UMBC and Towson appear on different roads out of ECC

Area colleges

December 05, 1991|By Paul McMullen

The conference rivalry between Towson State and UMBC could be short-lived.

Both are looking to leave the shrinking East Coast Conference, and they appear headed in opposite directions. Athletic director Bill Hunter said yesterday that Towson State has applied to join the Northeast Conference, while UMBC athletic director Charlie Brown speaks more positively about a future in the Big South Conference.

The Northeast Conference presidents will be discussing expansion at a meeting next Tuesday, so Towson State could know as early as next week if it will be rejoining a conference it left in 1982. UMBC's Brown said he wasn't sure if the Retrievers' plans would be finalized before the NCAA Convention in early January.

There is much urgency, because the sooner the two schools act, the better their chances of being in a conference with an automatic bid to the NCAA basketball tournament in 1992-93. "I'd like to get this out of the way this afternoon, if I could," Hunter joked.

In leaning toward the Northeast, Towson State would get a chance to renew its rivalry with Mount St. Mary's and join a basketball conference where Monmouth, Robert Morris, St. Francis (Pa.) and Fairleigh Dickinson have come up in the world in recent years. Cost is also a factor, as Towson State would never have to travel beyond Pennsylvania or New York.

UMBC, meanwhile, is wary of commitments the NEC requires of its members, who must be on board for a minimum of five years and pay a $250,000 penalty if they break that agreement. The Big South means road trips as far a south as South Carolina -- current members are Coastal Carolina, Winthrop, Davidson, Radford, Liberty, Charleston Southern, North Carolina-Asheville and Campbell -- but it also includes an automatic bid to the NCAA baseball tournament.

Wherever Towson State and UMBC end up, the conferences in question will be getting universities with commitments to broad-based programs that go beyond men's basketball.

The two meet tomorrow (8 p.m.) in the semifinals of the Baltimore Beltway Classic at UMBC, and it could serve as the last season opener in the ECC, which is also losing Rider to the Northeast Conference.

* The Beltway Classic isn't the only tournament going on in Maryland this weekend.

In Salisbury, the Sea Gull Classic has both men's and women's brackets. The Salisbury State men, of course, have senior forward Andre Foreman, who might be the nation's best Division III player.

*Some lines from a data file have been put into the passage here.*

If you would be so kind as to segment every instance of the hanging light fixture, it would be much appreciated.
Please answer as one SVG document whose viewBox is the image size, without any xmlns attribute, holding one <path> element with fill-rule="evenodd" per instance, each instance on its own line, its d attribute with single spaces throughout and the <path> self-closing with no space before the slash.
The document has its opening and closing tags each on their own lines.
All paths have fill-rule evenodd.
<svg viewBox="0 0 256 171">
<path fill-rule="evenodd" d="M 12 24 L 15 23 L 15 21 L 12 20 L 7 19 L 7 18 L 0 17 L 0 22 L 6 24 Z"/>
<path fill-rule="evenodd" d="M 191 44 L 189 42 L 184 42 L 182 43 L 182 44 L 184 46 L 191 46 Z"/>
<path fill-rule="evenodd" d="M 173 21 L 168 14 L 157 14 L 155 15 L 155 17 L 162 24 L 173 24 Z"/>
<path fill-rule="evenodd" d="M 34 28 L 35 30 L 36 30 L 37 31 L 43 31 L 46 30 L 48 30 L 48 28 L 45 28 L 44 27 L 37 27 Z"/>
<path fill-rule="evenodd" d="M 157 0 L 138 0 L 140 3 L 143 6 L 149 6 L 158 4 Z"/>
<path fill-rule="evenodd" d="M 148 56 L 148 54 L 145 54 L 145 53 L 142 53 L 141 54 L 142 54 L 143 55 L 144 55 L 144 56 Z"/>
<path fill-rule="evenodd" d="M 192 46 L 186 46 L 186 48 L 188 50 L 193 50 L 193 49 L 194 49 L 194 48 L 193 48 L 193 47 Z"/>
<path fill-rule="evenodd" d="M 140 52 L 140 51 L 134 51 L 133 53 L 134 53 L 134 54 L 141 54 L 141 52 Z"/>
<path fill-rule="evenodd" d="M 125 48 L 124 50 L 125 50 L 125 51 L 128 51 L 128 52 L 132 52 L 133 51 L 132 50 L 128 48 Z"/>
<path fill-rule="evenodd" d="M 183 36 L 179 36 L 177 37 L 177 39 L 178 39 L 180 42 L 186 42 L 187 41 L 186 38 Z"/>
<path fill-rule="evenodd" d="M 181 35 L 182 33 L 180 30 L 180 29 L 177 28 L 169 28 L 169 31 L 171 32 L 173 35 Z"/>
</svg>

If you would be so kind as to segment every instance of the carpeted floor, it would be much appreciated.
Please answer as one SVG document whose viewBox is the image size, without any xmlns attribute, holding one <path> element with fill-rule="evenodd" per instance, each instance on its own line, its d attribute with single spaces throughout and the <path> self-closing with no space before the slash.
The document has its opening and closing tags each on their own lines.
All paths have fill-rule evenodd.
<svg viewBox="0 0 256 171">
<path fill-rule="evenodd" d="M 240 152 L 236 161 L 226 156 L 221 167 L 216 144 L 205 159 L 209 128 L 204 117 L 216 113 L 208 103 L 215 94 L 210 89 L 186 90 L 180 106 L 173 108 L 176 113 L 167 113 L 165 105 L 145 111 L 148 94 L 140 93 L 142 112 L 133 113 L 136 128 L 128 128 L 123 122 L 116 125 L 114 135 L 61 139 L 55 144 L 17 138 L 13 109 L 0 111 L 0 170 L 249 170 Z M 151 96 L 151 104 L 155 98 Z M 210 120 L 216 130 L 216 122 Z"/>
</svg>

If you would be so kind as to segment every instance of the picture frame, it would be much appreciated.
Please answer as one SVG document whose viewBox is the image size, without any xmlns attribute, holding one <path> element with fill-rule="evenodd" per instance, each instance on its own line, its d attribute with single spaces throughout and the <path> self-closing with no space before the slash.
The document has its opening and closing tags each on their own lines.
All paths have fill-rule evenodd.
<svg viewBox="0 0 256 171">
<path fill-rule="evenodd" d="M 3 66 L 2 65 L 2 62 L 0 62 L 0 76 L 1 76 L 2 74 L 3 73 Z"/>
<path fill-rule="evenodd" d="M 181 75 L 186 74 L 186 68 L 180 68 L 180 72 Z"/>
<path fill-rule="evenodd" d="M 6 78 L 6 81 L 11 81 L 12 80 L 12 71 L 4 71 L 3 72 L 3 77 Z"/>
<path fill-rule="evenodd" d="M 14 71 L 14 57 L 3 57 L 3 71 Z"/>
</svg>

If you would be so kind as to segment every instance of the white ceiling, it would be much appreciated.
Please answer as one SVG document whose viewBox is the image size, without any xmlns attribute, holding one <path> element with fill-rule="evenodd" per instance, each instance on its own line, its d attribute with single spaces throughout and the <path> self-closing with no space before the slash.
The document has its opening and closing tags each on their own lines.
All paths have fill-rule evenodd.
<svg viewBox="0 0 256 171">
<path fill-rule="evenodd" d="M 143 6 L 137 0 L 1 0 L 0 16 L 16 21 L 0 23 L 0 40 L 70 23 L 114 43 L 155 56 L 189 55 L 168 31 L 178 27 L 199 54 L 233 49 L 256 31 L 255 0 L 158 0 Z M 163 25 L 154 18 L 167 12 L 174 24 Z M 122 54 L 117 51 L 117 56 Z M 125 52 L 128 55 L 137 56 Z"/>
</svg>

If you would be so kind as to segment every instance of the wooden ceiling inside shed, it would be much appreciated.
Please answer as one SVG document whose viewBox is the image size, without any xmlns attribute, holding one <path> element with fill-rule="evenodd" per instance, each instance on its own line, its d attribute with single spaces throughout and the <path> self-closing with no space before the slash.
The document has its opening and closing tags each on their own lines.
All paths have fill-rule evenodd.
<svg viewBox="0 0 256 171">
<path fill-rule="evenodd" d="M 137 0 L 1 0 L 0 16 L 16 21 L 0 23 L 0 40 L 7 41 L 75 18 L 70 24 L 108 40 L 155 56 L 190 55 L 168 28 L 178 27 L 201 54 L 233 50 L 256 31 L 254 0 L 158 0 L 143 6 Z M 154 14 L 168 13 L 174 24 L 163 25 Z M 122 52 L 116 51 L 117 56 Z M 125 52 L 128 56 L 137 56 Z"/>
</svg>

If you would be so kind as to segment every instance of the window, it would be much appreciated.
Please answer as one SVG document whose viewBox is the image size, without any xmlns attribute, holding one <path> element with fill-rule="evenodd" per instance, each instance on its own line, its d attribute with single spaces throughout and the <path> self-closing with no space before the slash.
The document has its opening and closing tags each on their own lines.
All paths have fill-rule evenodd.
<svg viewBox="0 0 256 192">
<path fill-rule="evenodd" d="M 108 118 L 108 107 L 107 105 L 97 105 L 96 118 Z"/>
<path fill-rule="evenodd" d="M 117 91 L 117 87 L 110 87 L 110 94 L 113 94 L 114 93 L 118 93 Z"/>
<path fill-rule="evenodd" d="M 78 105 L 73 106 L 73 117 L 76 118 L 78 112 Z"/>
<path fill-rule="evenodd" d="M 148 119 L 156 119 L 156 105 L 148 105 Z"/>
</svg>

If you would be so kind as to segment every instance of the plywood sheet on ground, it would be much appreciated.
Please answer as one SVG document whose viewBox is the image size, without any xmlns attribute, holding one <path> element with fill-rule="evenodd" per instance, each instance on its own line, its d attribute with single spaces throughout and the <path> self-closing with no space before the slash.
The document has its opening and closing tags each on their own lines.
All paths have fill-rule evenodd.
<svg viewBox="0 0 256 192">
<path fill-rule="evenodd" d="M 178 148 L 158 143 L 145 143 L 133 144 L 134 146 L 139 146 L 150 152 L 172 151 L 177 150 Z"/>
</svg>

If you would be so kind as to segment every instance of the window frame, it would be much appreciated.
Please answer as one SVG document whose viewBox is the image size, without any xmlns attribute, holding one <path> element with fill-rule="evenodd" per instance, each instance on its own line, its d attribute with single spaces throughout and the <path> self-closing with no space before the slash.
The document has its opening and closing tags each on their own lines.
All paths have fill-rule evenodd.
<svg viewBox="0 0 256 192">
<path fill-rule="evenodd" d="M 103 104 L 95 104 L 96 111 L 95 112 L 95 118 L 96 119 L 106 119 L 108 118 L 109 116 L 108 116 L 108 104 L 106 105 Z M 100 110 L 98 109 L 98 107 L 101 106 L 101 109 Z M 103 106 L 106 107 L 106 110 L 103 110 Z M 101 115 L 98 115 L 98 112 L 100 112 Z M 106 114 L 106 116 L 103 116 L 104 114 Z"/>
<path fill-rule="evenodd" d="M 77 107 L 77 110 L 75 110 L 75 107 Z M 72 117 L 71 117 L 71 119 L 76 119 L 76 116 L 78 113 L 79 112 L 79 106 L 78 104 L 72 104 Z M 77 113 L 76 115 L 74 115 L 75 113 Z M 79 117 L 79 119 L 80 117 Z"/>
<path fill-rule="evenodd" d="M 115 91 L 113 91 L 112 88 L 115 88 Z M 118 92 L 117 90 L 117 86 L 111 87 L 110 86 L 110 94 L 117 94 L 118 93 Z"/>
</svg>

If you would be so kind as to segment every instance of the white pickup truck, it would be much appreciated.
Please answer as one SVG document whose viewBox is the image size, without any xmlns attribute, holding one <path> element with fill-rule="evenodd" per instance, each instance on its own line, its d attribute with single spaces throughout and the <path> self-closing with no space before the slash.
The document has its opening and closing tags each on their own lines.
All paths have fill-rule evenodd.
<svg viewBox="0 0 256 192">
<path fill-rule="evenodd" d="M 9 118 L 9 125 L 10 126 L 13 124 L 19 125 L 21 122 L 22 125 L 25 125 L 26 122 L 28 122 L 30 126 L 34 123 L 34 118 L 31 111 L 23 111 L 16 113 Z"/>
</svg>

An unsung hero on the women's team is Cheryl Ish, a field hockey All-American who is also a member of the NCAA's Student Athlete Advisory Committee.

Washington looks to regain control of its own Wild Goose Classic, which it lost to Dickinson last year. Tom Finnegan's Shoremen (1-2), who last season had their first losing record since 1979-80, lost Tuesday at St. Mary's, where the Seahawks have one of their best teams ever.

* Johns Hopkins caps the first half of the swim season with a meet using the NCAA championship format. Fellow Division III power Gettysburg and Lehigh are in town for the three-day competition that starts tomorrow. Jay Smith, a senior backstroker from Lakeland, Fla., has already qualified for the NCAAs, and Blue Jays coach George Kennedy has a half-dozen others he hopes to get to the NCAAs in March.

* South Alabama's Jeff Campbell, a junior who went to Randallstown High, was 32nd in the NCAA Division I cross country championships . . . Frostburg State fullback Rory McTigue is the only repeater on the ECAC South all-star football team . . . Junior guard Missy Quille is redshirting this season while upgrading her academics, one reason the UMBC women's basketball team takes an 0-4 record to a tournament at New Mexico State this weekend.